If $\mu = G(M+m)$ is that not considered a function during derivation?

 

[Mark44]

Thank you :)

However the only ambiguity I can feel for here is that is $\mu$ not a function?
If $\mu = G(M+m)$ is that not considered a function during derivation?

No. As you said in post #1, $\mu$ is a parameter, a kind of constant. G is the gravitational constant, and M and m are considered constants for the purpose of differentiation. The only varying quantities are r and $\frac \mu r$, that latter of which is a function of r.

 

[AdrianGriff]

No. As you said in post #1, $\mu$ is a parameter, a kind of constant. G is the gravitational constant, and M and m are considered constants for the purpose of differentiation. The only varying quantities are r and $\frac \mu r$, that latter of which is a function of r.

Does treating $\mu$ like a function, and using the chain rule also create the same output? As G, M, and m are all constants and would all derive to be equal to zero? Or must it remain solely as a parameter?

Thank you a lot though :)

 

[Mark44]

Does treating $\mu$ like a function, and using the chain rule also create the same output?

No, if I understand what you're asking. Then again, I don't see how the chain rule is applicable in this problem, since another way of writing the function is $-\mu r^{-1}$, which doesn't call for the chain rule..
In your work you had $\d {dr} \mu = 1\mu^0 = 1$, which is incorrect.

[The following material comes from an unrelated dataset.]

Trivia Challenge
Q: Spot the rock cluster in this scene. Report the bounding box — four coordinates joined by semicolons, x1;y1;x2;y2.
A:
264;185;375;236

As G, M, and m are all constants and would all derive to be equal to zero?

All would differentiate to zero, yes. (We don't say "derive" when we differentiate something.) You can derive the Quadratic Formula when you solve a quadratic equation by completing the square, but you differentiate $\sin(x)$ to get $\cos(x)$.

 

[PeroK]

Thank you :)

However the only ambiguity I can feel for here is that is $\mu$ not a function?
If $\mu = G(M+m)$ is that not considered a function during derivation?

You can consider it a function of time, but it's a constant function. If you draw a graph of $G(M+m)$ against time, the graph is flat, so the derivative is $0$.

More fundamentally, though, you shouldn't even be trying to differentiate constants like that.